Perhaps you thought the days of putting little money down for a home were gone. Well, not so fast. On Monday the CEO of Fannie Mae, Timothy Mayopoulos, announced that the housing giant planned to once again buy loans for which the borrowers put as little as 3% down. Mayopoulos told the crowd gathered at the Mortgage Bankers Association conference in Las Vegas that Fannie, which along with Freddie Mac supports the bulk of the mortgage market today, is working to finalize the details of the offering and gain regulatory approval to proceed. “We want this business,” he said.
So far no details have been announced about what income or credit score requirements borrowers making such small down payments will need to meet the group’s standards. Mayopoulos said more information would be released in the coming weeks. Both Fannie and Freddie previously purchased loans with 3% down but had stopped in recent years. Today the firms usually require at least a 5% down payment on most loans.
Melvin Watt, director of the Federal Housing Finance Authority, which regulates the two government enterprises, said his group was working with them to develop “sensible and responsible guidelines” for the 3% loans, in an effort “to increase access for creditworthy but lower-wealth borrowers.” He cited “compensating factors” in evaluating such borrowers, though he didn’t say what those factors would be.
A 3% down payment is not exactly nonexistent today. The Federal Housing Administration has been offering mortgages with as little as 3.5% down for years. Traditionally, most borrowers were lower income, and the amount they could borrow was capped, but today even higher income folks use FHA loans to buy homes in expensive areas (loan limits vary by state but typically top out at $625,500). In recent years, these mortgages—which come with higher fees than traditional loans, as well as pricey mortgage insurance—have accounted for a larger than normal share of the market.

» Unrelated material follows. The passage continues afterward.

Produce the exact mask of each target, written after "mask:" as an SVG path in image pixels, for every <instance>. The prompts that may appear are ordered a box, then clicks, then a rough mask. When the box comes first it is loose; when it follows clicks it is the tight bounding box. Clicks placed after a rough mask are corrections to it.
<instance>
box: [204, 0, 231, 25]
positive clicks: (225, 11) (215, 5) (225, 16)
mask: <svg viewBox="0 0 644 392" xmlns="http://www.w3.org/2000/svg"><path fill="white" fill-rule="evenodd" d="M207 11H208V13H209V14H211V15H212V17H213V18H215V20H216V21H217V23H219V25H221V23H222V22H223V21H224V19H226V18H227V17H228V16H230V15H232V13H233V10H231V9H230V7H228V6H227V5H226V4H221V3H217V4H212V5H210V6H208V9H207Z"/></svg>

Now Fannie seems intent to grab some of that business. The low-down-payment loan, Mayopoulos promised, “will also be competitively priced, including against FHA execution.”
In a related move, FHFA’s Watt also announced that the agency is working to provide more details on when the housing giants can force a lender to buy back a loan that goes bad, which he hopes will encourage banks to loosen their lending standards. Over the past few years Fannie and Freddie have required lenders to buy back millions of dollars of bad loans, “sometimes for seemingly minor issues, such as missing a piece of paperwork,” said Keith Gumbinger, vice president at mortgage information publisher HSH.com.

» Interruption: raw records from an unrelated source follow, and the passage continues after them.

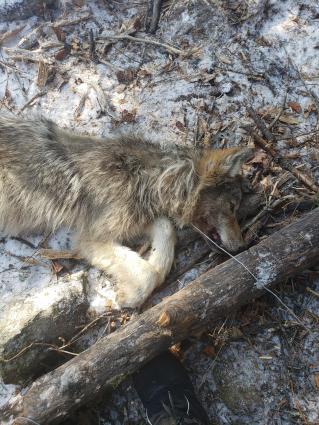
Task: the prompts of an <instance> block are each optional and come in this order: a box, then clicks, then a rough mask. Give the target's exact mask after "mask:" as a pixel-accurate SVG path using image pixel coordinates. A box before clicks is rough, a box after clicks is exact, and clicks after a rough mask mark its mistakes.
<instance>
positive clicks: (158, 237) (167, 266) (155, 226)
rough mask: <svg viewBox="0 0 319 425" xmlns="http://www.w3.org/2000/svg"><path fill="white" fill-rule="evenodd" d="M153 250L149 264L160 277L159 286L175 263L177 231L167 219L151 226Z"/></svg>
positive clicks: (160, 218)
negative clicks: (174, 260) (175, 243)
mask: <svg viewBox="0 0 319 425" xmlns="http://www.w3.org/2000/svg"><path fill="white" fill-rule="evenodd" d="M148 233H149V235H150V237H151V243H152V250H151V253H150V256H149V259H148V262H149V263H150V264H152V266H154V268H155V270H156V271H157V272H158V274H159V276H160V281H159V285H160V284H161V283H163V282H164V280H165V277H166V276H167V275H168V273H169V272H170V270H171V267H172V264H173V261H174V249H175V242H176V235H175V229H174V227H173V225H172V223H171V222H170V220H169V219H168V218H166V217H161V218H158V219H156V220H155V221H154V223H152V224H151V225H150V226H149V229H148Z"/></svg>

“This clarification might allow lenders to look at riskier borrowers with less fear of having to buy these loans back in the future,” he said. He noted, though, that any changes are likely to be incremental: “It might let a few more borrowers in at the margin, but it won’t be like flipping a light switch where FICO scores down to 640 are now in.”
It’s important to note that Fannie and Freddie can’t force banks to lower their lending standards. In fact, most banks today require tougher standards than the government agencies impose, partially because they are fearful of having to buy back loans that go bad. For example, Fannie and Freddie will buy loans with FICO scores as low as 620, but most banks require at least a 660 or 680, Gumbinger said.
Similarly, lenders could always decide not to offer 3% down loans, even though Fannie and Freddie have agreed to eventually start buying them again. So it remains to be seen whether and how much the rule changes, when they are formally announced in the next few weeks, will ease the way for borrowers.